3.  Ensure you have run `make train_teacher` (or other training targets) to generate checkpoints.

In [None]:
import sys
import os
from pathlib import Path
import json
import torch
import numpy as np
import pandas as pd
import IPython.display as ipd

# Add src to path
project_root = Path(os.getcwd()).parent
if str(project_root / "src") not in sys.path:
    sys.path.append(str(project_root / "src"))

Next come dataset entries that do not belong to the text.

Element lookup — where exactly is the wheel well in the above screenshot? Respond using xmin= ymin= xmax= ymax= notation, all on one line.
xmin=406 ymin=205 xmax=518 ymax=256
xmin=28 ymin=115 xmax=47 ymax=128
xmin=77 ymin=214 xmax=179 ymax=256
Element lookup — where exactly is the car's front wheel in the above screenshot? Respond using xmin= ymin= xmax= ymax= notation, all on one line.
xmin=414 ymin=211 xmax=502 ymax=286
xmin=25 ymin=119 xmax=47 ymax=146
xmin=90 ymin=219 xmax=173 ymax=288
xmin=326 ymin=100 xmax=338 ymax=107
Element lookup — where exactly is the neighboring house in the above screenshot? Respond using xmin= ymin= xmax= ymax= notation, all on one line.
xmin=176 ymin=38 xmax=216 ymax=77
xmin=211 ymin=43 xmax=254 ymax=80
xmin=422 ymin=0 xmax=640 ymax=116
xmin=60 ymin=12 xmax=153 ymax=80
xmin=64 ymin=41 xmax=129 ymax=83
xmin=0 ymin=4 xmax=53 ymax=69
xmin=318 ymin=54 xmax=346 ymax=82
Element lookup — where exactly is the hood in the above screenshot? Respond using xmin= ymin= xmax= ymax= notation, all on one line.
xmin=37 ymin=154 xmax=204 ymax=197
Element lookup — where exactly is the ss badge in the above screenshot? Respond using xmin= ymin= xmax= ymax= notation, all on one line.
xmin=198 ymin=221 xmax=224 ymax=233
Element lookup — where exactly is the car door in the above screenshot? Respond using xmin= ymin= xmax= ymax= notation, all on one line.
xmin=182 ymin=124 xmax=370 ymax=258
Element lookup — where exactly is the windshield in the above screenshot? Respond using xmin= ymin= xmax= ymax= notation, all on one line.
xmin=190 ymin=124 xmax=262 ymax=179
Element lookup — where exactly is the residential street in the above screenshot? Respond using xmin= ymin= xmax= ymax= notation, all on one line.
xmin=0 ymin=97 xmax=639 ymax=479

from utils.config import load_config
from models.mlp import build_mlp
from features.extractor import extract_features
from audio.processing import load_audio, preprocess

## 1. Load Configuration and Model
We load the global configuration and the trained MLP model.

In [None]:
# Load config
cfg = load_config("config/default.yaml")
device = torch.device("cuda" if torch.cuda.is_available() else "cpu")

# Load label map
label_map_path = Path("experiments/exports/label_map.json")
if not label_map_path.exists():
    # Fallback if export hasn't run
    label_map = {"poor": 0, "moderate": 1, "good": 2}
else:
    with open(label_map_path) as f:
        label_map = json.load(f)

id2label = {v: k for k, v in label_map.items()}
print(f"Label Map: {label_map}")

# Determine input dimension (from config or dummy)
# Typically 30000 for 1-5s clips with default feature settings
input_dim = 30000 

# Initialize Model
model_name = cfg["training"].get("model", "mlp_small")
model = build_mlp(model_name, input_dim, len(label_map), cfg["models"])
model.to(device)

# Load Checkpoint
ckpt_path = Path("experiments/checkpoints") / f"{model_name}.pt"
if ckpt_path.exists():
    state = torch.load(ckpt_path, map_location=device)
    model.load_state_dict(state["state_dict"])
    print(f"Loaded checkpoint from {ckpt_path}")
    model.eval()
else:
    print(f"WARNING: Checkpoint not found at {ckpt_path}. Using random weights.")

## 2. Load Sample Data
We pick a sample from the test set to evaluate.

In [None]:
test_manifest = Path("experiments/manifests/test.csv")
if test_manifest.exists():
    df = pd.read_csv(test_manifest)
    sample = df.iloc[0]
    audio_path = sample["path"]
    print(f"Selected sample: {audio_path}")
    print(f"True Label: {sample['label']}")
    print(f"Text: {sample.get('text', 'N/A')}")
    
    # Play Audio
    ipd.display(ipd.Audio(audio_path))
else:
    print("Test manifest not found. Please run `make download` and `make features`.")
    audio_path = None

## 3. Run Inference
Preprocess the audio, extract features, and predict the fluency score.

In [None]:
def predict(path, model, cfg):
    if not path:
        return
        
    # 1. Preprocess (load, resample, trim)
    wav = preprocess(
        path,
        sample_rate=cfg["data"]["sample_rate"],
        min_sec=cfg["data"]["clip_seconds"][0],
        max_sec=cfg["data"]["clip_seconds"][1]
    )
    
    # 2. Extract Features
    feats = extract_features(wav, cfg["data"]["sample_rate"], cfg["features"])
    
    # 3. Flatten and Normalize (Simple CMVN if available, else raw)
    # Note: In production, load global CMVN stats. Here we just flatten.
    x = feats.flatten()
    
    # Pad/Truncate to expected input_dim
    if len(x) < input_dim:
        x = np.pad(x, (0, input_dim - len(x)))
    else:
        x = x[:input_dim]
        
    # 4. Inference
    x_tensor = torch.from_numpy(x).float().unsqueeze(0).to(device)
    with torch.no_grad():
        logits = model(x_tensor)
        probs = torch.softmax(logits, dim=1)
        pred_idx = torch.argmax(probs).item()
        
    return id2label[pred_idx], probs[0].cpu().numpy()

if audio_path:
    pred_label, probabilities = predict(audio_path, model, cfg)
    print(f"\nPredicted Label: {pred_label.upper()}")
    print(f"Confidence: {probabilities[label_map[pred_label]]:.4f}")
    print(f"Class Probabilities: {probabilities}")